Originally Published in The Dramatist

It took me until the tenth grade in high school to find the one class that I could excel in, a class that I actually proudly sat in the front row for, did all the homework assigned, asked for extra-credit work outside of class (unheard of!) and sat with rapt attention from the moment the bell rang signaling its beginning through to its end. I loved my typing class because my beige/brown IBM electric typewriter took up the entire desk and I never had to pretend that I was interested in a deadly dull subject by haphazardly scattering papers, pencils and an open book all over my desk. Call me crazy (and many did), but there was something about that clean, neat, tight, steel case with black keys and bright, white letters that made me want to finger a symphony of machination through it. The daily typing test got my heart racing in a way corndog-on- a-stick (my other great high school love) could never match.

Miss Clemmons, the goddess of all things business-practical and home-technical in my high school (she heralded for her revolutionary teaching approach to home economics), was healthy competition for my IBM Selectric: more clean, neat, tight and steely you couldn’t come by. You could bounce a quarter off her cheek and she’d never feel thing. And the woman had no sense of humor; trust me, I tried all my best material the first two days of class and got nothing back but a cold stare. By the third day I realized she was all business (how fitting for a business class), and was in a word, persnickety. You had to sit the right way, hold your hands the right way, type the right way, ask your questions the right way, excuse yourself to the restroom the right way and
God forbid you should sneeze and spray the room with no sense of control or order.

Everyone hated her, but I worshipped her. She was all things order; all things refined to appropriate presentation. And she taught me the most valuable business lessons I continued to use well beyond the years when a Selectric keyboard was replaced by the clackity-clackity- clack of a white plastic console with a translucent apple glowing on it. Yes, it’s a pain in the butt to keep my writer’s resume updated, easy to read and uncluttered with yet one more unimportant reading. I loathe writing a clear, concise, engaging and compelling synopsis of my work that doesn’t look heavy on the page. I fatigue at the thought of writing cover letters that balance too much with not enough.
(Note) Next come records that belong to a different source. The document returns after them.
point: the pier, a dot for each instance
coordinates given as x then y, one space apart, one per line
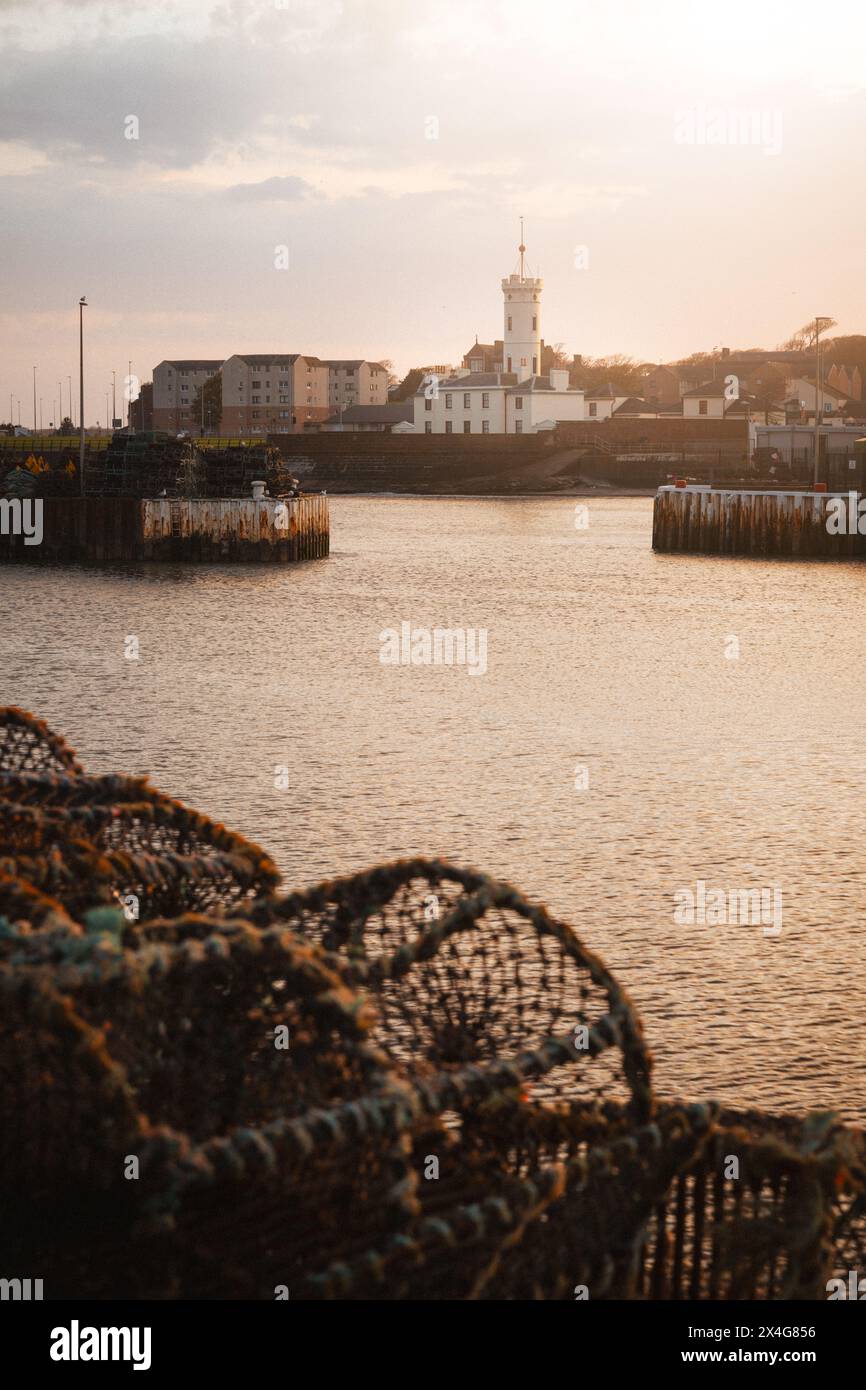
103 530
797 523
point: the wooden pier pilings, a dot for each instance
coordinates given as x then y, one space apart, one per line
97 530
704 520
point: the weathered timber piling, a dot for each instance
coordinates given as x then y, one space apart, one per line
104 530
704 520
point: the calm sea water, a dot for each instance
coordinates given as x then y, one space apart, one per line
741 770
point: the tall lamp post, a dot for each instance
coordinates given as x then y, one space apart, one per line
82 305
820 323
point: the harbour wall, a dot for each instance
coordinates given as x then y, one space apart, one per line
217 530
704 520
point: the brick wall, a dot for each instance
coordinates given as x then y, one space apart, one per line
672 430
389 462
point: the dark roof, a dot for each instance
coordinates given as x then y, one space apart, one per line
392 414
277 359
193 363
538 384
708 388
474 381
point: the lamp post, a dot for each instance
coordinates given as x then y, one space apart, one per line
82 305
819 395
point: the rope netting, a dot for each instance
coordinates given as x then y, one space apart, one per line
409 1083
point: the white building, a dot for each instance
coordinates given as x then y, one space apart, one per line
175 382
515 401
356 382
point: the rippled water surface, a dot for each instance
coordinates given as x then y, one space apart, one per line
742 772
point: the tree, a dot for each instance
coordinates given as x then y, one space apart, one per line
804 338
213 405
392 377
623 373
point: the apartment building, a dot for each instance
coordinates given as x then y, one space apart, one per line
273 394
356 382
175 382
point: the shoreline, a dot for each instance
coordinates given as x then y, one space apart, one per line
505 496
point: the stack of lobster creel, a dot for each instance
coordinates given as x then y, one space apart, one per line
410 1083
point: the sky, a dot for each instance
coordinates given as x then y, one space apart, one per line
345 178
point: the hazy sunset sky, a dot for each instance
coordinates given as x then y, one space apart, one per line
306 123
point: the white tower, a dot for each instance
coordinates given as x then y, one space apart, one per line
521 335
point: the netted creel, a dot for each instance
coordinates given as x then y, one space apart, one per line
407 1083
467 976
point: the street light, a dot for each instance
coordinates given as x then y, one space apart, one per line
820 323
82 305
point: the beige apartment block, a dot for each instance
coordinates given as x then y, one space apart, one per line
273 394
356 382
175 382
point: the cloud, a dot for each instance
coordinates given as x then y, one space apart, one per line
285 188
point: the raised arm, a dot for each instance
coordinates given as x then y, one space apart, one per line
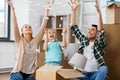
14 21
40 34
100 23
46 41
74 5
63 43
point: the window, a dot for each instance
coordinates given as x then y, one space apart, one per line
4 21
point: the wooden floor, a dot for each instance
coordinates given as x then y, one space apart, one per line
4 76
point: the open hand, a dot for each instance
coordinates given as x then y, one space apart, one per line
74 4
97 6
9 3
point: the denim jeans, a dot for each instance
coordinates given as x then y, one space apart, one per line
101 74
20 76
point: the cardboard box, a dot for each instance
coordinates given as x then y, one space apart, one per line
113 11
112 53
56 73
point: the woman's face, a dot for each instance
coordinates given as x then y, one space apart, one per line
27 29
51 34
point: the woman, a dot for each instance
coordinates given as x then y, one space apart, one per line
26 45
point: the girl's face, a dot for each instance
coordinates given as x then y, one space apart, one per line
51 34
27 29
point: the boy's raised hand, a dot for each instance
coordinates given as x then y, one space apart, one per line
74 4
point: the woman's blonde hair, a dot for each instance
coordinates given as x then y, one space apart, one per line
22 31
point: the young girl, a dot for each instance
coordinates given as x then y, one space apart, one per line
52 47
26 45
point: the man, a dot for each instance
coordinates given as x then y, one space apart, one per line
92 46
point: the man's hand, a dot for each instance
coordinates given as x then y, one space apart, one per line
9 3
97 6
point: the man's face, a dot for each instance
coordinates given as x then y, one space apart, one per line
92 33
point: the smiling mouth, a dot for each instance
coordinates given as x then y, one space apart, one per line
52 36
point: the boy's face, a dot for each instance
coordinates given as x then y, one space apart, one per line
51 34
92 33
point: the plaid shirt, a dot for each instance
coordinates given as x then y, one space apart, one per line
99 44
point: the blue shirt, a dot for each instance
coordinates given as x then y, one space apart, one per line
53 53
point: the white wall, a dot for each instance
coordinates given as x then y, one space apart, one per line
8 49
28 12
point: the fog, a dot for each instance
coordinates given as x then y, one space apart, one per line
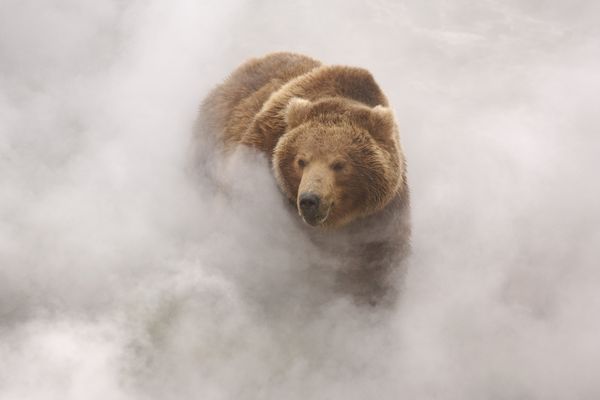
123 276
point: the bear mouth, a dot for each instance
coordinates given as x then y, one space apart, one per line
316 219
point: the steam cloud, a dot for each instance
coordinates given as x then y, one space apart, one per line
123 277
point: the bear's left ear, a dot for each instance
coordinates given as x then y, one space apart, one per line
381 121
296 111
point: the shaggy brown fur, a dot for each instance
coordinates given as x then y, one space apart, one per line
336 155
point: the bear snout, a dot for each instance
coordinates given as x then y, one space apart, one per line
312 208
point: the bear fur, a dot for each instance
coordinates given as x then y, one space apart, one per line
335 152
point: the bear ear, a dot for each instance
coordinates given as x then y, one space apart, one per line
381 122
296 111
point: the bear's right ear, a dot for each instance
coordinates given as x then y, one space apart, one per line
296 111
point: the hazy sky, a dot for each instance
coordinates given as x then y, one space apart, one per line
123 278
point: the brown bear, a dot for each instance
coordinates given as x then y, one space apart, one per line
335 153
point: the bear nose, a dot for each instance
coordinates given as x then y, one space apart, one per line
309 202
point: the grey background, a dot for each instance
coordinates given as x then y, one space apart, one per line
122 278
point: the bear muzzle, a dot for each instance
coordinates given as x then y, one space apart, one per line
313 210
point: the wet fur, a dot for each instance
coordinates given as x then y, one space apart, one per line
272 104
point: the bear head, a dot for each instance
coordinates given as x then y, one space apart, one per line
339 160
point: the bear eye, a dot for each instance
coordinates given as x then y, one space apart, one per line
337 166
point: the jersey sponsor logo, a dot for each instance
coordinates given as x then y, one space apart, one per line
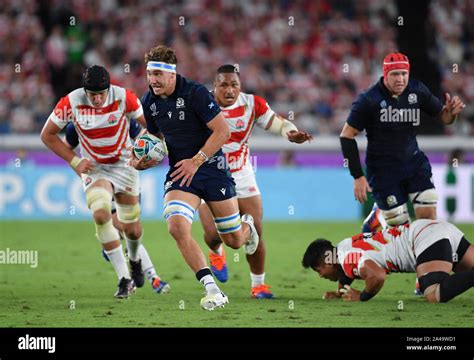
392 200
180 103
395 115
239 125
153 110
112 119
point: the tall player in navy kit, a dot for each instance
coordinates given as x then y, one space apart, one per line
397 170
194 128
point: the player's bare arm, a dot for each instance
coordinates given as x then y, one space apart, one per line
188 167
49 136
281 126
374 277
452 108
351 155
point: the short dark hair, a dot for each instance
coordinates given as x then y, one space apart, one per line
228 69
96 78
161 53
316 253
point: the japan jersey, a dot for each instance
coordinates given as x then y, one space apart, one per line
103 132
242 116
390 249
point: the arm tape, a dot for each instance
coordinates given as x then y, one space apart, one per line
351 153
280 126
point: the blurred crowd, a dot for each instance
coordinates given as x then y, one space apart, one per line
308 59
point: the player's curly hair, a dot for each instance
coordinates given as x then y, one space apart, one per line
161 53
316 253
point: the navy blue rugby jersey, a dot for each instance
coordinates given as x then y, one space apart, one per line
390 123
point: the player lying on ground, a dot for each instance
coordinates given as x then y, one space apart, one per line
431 248
159 286
194 128
242 112
101 113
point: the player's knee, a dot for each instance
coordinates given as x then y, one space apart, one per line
133 231
396 216
128 214
98 198
424 199
234 240
176 230
106 232
101 216
429 284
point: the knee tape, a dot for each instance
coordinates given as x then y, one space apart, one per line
128 213
99 198
396 216
425 198
106 232
228 224
178 208
431 278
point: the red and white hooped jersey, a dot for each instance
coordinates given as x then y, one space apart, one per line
390 249
103 132
242 116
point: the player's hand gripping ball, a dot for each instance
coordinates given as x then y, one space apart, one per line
150 146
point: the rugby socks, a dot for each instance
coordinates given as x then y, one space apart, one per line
257 279
132 246
117 259
455 284
147 266
204 276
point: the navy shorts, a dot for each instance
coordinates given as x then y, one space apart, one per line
391 186
209 183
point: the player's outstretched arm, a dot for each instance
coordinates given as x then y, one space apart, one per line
49 136
374 277
351 157
283 127
452 108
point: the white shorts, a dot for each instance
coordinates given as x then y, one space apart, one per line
245 182
425 233
123 178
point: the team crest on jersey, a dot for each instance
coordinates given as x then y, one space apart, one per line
153 110
180 103
392 200
239 125
112 119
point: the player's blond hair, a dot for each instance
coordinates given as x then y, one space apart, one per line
161 53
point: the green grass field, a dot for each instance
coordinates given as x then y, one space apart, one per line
73 286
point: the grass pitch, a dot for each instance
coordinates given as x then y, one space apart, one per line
73 286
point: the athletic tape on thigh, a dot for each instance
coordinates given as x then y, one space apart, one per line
228 224
128 213
99 198
180 208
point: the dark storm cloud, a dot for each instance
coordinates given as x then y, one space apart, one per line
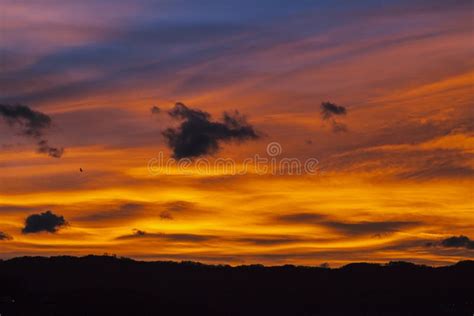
5 236
137 234
198 136
43 222
155 110
31 123
458 242
328 110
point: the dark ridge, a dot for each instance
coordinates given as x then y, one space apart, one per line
108 285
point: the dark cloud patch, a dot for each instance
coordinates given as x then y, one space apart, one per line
328 110
369 228
5 236
270 240
155 110
458 242
300 218
32 124
44 148
374 228
43 222
166 215
338 127
138 234
115 213
198 136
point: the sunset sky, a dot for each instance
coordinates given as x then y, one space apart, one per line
394 178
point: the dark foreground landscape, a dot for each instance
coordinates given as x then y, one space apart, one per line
104 285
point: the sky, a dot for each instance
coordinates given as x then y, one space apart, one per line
95 96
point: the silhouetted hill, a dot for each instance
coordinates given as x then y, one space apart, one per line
104 285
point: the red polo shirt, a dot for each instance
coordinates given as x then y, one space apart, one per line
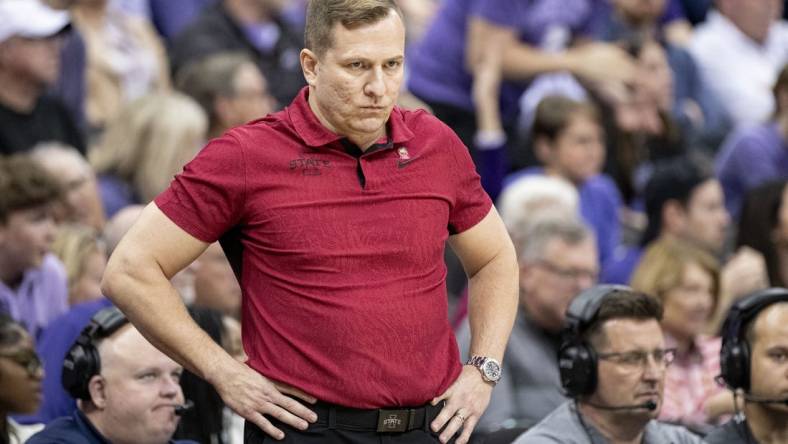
339 255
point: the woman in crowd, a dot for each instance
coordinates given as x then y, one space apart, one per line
686 279
85 256
145 146
763 226
21 374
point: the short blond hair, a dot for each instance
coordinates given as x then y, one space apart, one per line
663 264
322 15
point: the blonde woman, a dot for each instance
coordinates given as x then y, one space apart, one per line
84 255
686 279
145 146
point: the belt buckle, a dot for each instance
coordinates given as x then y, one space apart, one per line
393 421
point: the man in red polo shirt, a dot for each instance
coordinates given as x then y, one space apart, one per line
334 213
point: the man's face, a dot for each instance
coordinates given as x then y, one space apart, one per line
34 59
706 216
27 237
640 12
623 383
549 285
688 306
141 389
354 85
578 151
215 285
769 351
20 377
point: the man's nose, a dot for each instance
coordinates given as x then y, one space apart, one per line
376 84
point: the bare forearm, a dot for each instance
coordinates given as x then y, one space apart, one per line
156 309
493 305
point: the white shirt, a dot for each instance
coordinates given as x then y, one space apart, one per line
740 70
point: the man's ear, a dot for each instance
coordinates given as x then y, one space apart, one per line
309 65
97 387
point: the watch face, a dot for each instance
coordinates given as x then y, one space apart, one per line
492 371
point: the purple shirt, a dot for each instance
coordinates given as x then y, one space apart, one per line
749 157
40 297
437 66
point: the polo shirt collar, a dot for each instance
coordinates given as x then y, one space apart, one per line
314 134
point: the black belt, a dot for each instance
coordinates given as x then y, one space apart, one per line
393 420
I groan when I start a new play and fret over where to appropriately put the character names, the stage directions and the dialogue. And yet, I know when I’m lazy with any of it, it looks just that: lazy and careless.

I care too much about my art to ever look lazy. I know lit managers and interns-as-readers can sometimes be unrealistic and often frustrating about wanting ten separate pieces of material to accompany one submission. But like it or not, there’s a business aspect to our art-making, and I can either play by the rules or sit frustrated in the playground wondering why no one wants to play with me. Too often in our training programs or in our own self-education, we spend inordinate amounts of time and energy learning to write the best play and little to no time learning to be a playwright – which means embracing -- not fighting -- the business of the business.